As reflexões sobre memória, verdade e reparação constituíram um dos eixos centrais da mesa. Os e as participantes defenderam que o reconhecimento da escravidão como crime contra a humanidade, posição já assumida por organismos internacionais, deve servir de base para a construção de políticas efetivas de reparação. Destacou-se que a abolição da escravidão não representou uma ruptura com as estruturas de desigualdade racial, mas apenas uma mudança formal das condições jurídicas da população negra. Por essa razão, a luta por reparação permanece atual e necessária.

Um dos expositores, Henrique Cunha Júnior apresentou uma profunda reflexão sobre a trajetória histórica das populações negras, sugerindo o uso desse termo em substituição ao conceito de raça para enfatizar a diversidade de experiências desse grupo. Em diálogo com a obra de Clóvis Moura, o docente caracterizou a escravização como um sistema criminoso, baseado na violência, e não apenas em relações econômicas. Cunha Júnior ressaltou o papel de instituições como os quilombos e as Irmandades do Rosário dos Homens Pretos na formação de intelectuais como Luiz Gama e na construção da autonomia negra. Ele criticou duramente o período pós-abolição pela ausência de políticas de reparação e pelo incentivo ao branqueamento populacional.

Caroline Lima, 1ª vice-presidenta do ANDES-SN, analisou as formas contemporâneas do racismo estrutural, destacando como práticas institucionais produzem desigualdades e morte. Ela lembrou que a primeira vítima da Covid-19 no Brasil foi uma trabalhadora doméstica negra, simbolizando a subordinação histórica desse grupo. A diretora do Sindicato Nacional denunciou a lógica do modelo de segurança pública, que foca no controle social de periferias e populações negras, por meio de chacinas e encarceramento em massa, afirmando que a segurança não pode ser dissociada do debate sobre racismo e democracia.


“No segundo dia, as mesas deram visibilidade às múltiplas formas de violência historicamente praticadas contra populações camponesas, indígenas, negras e outros grupos socialmente vulnerabilizados. Os debates evidenciaram o quanto o país ainda avançou pouco nos processos de memória, verdade, reparação e justiça de transição, permanecendo importantes lacunas no reconhecimento das violações cometidas e na responsabilização dos seus autores”, avaliou Fernanda.

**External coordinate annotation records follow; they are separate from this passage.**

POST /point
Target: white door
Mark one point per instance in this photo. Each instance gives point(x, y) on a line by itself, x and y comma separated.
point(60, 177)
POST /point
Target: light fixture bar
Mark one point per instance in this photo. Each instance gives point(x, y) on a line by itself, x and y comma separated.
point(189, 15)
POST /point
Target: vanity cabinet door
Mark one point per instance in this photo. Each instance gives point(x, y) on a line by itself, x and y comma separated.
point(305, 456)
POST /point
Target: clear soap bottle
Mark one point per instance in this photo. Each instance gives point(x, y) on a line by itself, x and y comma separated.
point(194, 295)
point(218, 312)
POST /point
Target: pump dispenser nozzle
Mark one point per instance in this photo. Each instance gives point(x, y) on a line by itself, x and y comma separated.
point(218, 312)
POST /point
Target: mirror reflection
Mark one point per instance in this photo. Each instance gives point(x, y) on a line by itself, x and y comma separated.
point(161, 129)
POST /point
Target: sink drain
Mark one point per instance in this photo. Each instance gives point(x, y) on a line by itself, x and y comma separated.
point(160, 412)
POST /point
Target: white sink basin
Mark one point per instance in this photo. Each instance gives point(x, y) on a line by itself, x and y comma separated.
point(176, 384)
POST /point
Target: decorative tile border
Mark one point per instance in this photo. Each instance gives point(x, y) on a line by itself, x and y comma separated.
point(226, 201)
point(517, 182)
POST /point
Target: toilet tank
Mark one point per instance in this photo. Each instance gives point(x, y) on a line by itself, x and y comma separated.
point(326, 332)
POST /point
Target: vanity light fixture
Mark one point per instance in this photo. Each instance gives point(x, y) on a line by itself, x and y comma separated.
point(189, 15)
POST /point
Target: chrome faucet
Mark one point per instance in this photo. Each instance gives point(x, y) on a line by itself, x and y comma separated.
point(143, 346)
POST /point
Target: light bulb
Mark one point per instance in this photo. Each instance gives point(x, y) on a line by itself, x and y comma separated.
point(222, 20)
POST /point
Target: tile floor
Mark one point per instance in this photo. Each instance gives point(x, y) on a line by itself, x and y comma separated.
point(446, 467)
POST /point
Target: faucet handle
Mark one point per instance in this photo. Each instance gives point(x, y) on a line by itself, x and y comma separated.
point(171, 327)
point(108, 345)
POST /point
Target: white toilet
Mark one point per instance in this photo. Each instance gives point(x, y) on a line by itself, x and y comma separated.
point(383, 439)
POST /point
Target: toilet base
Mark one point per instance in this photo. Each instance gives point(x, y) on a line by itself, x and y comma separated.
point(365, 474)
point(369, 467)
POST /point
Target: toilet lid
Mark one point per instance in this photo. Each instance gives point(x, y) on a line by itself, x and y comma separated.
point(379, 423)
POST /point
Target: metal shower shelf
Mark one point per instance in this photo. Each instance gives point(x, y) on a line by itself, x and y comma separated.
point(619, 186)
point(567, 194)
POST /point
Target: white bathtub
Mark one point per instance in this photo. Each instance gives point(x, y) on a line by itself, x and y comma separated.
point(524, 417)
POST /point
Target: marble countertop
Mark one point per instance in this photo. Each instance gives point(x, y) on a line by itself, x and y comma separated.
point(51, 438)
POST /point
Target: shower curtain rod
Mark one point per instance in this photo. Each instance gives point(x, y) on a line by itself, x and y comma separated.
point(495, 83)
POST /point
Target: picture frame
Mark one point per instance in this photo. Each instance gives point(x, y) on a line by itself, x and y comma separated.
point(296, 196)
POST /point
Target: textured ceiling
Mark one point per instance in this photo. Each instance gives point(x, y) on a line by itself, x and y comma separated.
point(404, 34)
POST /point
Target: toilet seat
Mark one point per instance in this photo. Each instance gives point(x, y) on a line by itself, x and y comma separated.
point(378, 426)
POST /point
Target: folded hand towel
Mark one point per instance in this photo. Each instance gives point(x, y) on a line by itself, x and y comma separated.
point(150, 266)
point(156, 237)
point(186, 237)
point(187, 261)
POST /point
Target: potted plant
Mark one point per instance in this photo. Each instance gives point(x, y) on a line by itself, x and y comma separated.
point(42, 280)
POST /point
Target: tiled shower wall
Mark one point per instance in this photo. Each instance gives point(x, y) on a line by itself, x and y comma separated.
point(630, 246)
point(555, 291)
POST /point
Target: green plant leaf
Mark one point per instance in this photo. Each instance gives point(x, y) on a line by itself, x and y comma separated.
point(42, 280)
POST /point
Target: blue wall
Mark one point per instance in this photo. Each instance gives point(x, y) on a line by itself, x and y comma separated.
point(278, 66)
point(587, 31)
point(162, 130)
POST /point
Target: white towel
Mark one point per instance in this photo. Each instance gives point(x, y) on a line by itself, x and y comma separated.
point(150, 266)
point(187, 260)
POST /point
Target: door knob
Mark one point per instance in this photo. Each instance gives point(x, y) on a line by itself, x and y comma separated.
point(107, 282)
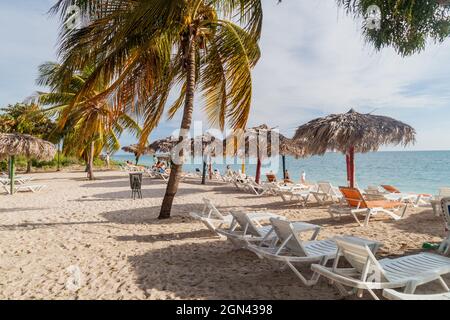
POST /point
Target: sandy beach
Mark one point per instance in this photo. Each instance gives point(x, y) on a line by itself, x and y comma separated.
point(122, 251)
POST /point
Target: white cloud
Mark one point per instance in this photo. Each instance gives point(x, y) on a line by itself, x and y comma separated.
point(315, 62)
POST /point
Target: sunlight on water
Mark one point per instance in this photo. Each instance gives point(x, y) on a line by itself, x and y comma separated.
point(418, 171)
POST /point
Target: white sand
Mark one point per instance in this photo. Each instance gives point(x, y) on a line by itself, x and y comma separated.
point(124, 252)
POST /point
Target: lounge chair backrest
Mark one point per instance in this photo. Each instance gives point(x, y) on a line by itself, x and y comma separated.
point(325, 187)
point(390, 188)
point(288, 237)
point(445, 203)
point(444, 192)
point(246, 224)
point(361, 259)
point(353, 197)
point(210, 210)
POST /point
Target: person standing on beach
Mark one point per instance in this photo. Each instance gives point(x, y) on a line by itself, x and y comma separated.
point(287, 178)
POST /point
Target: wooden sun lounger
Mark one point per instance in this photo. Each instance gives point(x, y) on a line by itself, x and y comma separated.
point(357, 204)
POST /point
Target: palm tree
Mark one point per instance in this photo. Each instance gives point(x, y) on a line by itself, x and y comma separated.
point(406, 25)
point(87, 127)
point(146, 48)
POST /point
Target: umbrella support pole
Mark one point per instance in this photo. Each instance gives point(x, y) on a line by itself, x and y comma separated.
point(258, 171)
point(350, 157)
point(204, 173)
point(12, 161)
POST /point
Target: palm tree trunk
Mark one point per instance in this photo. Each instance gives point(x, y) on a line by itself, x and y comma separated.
point(177, 169)
point(91, 162)
point(29, 164)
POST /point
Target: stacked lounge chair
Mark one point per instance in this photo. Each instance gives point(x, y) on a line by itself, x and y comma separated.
point(368, 273)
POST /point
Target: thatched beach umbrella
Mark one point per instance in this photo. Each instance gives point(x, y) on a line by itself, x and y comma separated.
point(163, 145)
point(13, 144)
point(137, 150)
point(258, 143)
point(352, 132)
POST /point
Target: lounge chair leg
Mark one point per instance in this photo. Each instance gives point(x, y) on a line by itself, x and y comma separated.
point(443, 284)
point(366, 220)
point(374, 296)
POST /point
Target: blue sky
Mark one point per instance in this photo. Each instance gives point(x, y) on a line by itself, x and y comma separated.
point(314, 62)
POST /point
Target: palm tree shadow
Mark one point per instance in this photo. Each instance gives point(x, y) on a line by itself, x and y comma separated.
point(149, 215)
point(213, 270)
point(424, 222)
point(199, 234)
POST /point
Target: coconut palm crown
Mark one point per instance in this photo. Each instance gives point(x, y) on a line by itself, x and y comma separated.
point(146, 48)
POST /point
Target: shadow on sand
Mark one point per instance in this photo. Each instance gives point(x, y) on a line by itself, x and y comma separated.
point(213, 270)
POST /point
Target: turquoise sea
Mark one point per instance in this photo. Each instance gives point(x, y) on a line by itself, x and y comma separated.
point(409, 171)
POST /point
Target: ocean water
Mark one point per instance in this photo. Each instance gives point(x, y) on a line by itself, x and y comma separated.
point(409, 171)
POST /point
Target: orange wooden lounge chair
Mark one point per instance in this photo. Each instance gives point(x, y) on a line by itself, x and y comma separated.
point(357, 204)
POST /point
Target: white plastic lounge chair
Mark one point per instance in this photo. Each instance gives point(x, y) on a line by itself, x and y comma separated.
point(414, 199)
point(368, 273)
point(259, 189)
point(444, 248)
point(436, 202)
point(326, 192)
point(30, 188)
point(163, 176)
point(291, 249)
point(395, 295)
point(246, 228)
point(357, 204)
point(296, 194)
point(212, 217)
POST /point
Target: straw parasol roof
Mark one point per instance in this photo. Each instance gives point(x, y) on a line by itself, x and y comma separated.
point(13, 144)
point(206, 144)
point(136, 149)
point(163, 145)
point(363, 132)
point(262, 137)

Lançamento do Caderno 30 “60 anos do Golpe”

Durante o sábado (20), houve também o lançamento do Caderno 30 do ANDES-SN “Memória, Verdade, Justiça e Reparação - 60 anos do Golpe”, apresentado pela representante da Comissão da Verdade do ANDES-SN, Maria Ceci Misoczky.

“Tivemos a satisfação de realizar o lançamento do caderno “60 Anos do Golpe Militar”, fruto das discussões e reflexões produzidas durante o I Seminário de Memória, Verdade, Justiça e Reparação, realizado em Porto Alegre, em 2024. A publicação representa uma importante contribuição para a preservação da memória histórica e para o fortalecimento das lutas em defesa da democracia”, contou a coordenadora do GTHMD.

Fortalecimento da memória docente e resoluções

O encerramento, no domingo (21), foi dedicado aos informes das seções sindicais e ao encaminhamento das resoluções do 44º Congresso do ANDES-SN. Diversas seções, compartilharam o andamento de seus projetos de preservação de arquivos e recuperação da memória institucional de perseguições durante a ditadura.

Entre os principais encaminhamentos aprovados estão a realização de um módulo de formação sindical sobre violência de Estado e luta antirracista no segundo semestre de 2026; a continuidade do projeto “Memória Viva”, com a produção de registros audiovisuais sobre os 45 anos do ANDES-SN; o apoio político à Comissão Nacional Indígena da Verdade; e o fortalecimento do Centro de Documentação (Cedoc) do ANDES-SN, com a criação de uma nova página institucional para facilitar o acesso público a documentos históricos.

Para Fernanda Mendonça, a presença de representantes de diferentes seções sindicais garantiu um bom resultado ao encontro. “O seminário contou com a participação de quase 20 seções sindicais, o que ampliou a diversidade de experiências compartilhadas e qualificou, significativamente, os debates realizados ao longo dos dois dias de atividades”, concluiu a diretora do ANDES-SN.